Mobilité pour la course à pied
- Cheville : Travaillez la dorsiflexion. Des étirements du soléaire et des mobilisations articulaires (type knee-to-wall) sont essentiels pour permettre au genou d’avancer sans que le pied ne s’effondre.
- Hanche : Luttez contre la raideur des fléchisseurs de hanche (souvent rétractés par la position assise) pour améliorer l’extension vers l’arrière.
Renforcement du coureur
- Chaîne Postérieure : Renforcez les fessiers, les ischio-jambiers (hiptrust) et les mollets (heelrise). Ils sont vos principaux propulseurs et stabilisateurs.
- Stabilisation du Bassin : Intégrez des exercices ciblant le moyen fessier (comme le clamshell ou le hip hike) pour empêcher la chute du bassin et le genou qui rentre.
- Chaine antérieure pour encaisser les descentes en trail (fente bulgare)

3. Rééducation de la foulée (Gait Retraining)
Parfois, on a la force nécessaire, mais on ne sait pas l’utiliser en courant. C’est là qu’intervient le Gait Retraining.
- Indices internes et externes : Utilisez des cues (consignes mentales) comme « Courir grand » ou « Auto-grandissement ». Cela engage la sangle abdominale et réduit l’affaissement du bassin.

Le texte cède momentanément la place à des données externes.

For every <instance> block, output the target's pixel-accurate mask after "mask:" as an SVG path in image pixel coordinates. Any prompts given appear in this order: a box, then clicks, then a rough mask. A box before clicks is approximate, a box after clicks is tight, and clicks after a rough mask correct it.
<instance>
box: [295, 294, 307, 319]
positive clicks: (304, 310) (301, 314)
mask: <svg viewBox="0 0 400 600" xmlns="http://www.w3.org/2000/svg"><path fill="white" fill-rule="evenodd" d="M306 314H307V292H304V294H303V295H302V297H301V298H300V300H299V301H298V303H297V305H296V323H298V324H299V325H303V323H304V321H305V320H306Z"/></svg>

- Drills fonctionnels : Des gammes athlétiques (montées de genoux, talons-fesses, course jambes tendues) et des exercices contre le mur aident à intégrer le bon alignement postural avant de le transférer sur la route ou le sentier.
Interventions Avancées
Dans certains cas sévères où la rééducation seule ne suffit pas, des orthèses plantaires (semelles) réalisées par un podologue du sport peuvent être temporairement ou durablement nécessaires pour guider le pied. Attention, cela doit toujours s’accompagner d’un travail actif de renforcement.
Toute modification de la foulée ou ajout de matériel doit être suivi de tests comparatifs (test-retest) pour valider l’efficacité de la solution.
Conclusion
L’effondrement mécanique est un défi complexe qui nécessite une approche globale. Il ne s’agit pas seulement de « muscler ses fesses », mais de comprendre l’interaction entre la mobilité de votre cheville, la stabilité de votre bassin et votre technique de course.
En identifiant les causes profondes (raideur ou faiblesse) et en appliquant les bons correctifs, vous pourrez non seulement prévenir les blessures (périostites, genou du coureur), mais aussi améliorer votre économie de course pour être plus performant sur la durée.
Le contenu de cet article est informatif et vise la prévention. En cas de douleur persistante, la consultation d’un professionnel de santé est indispensable.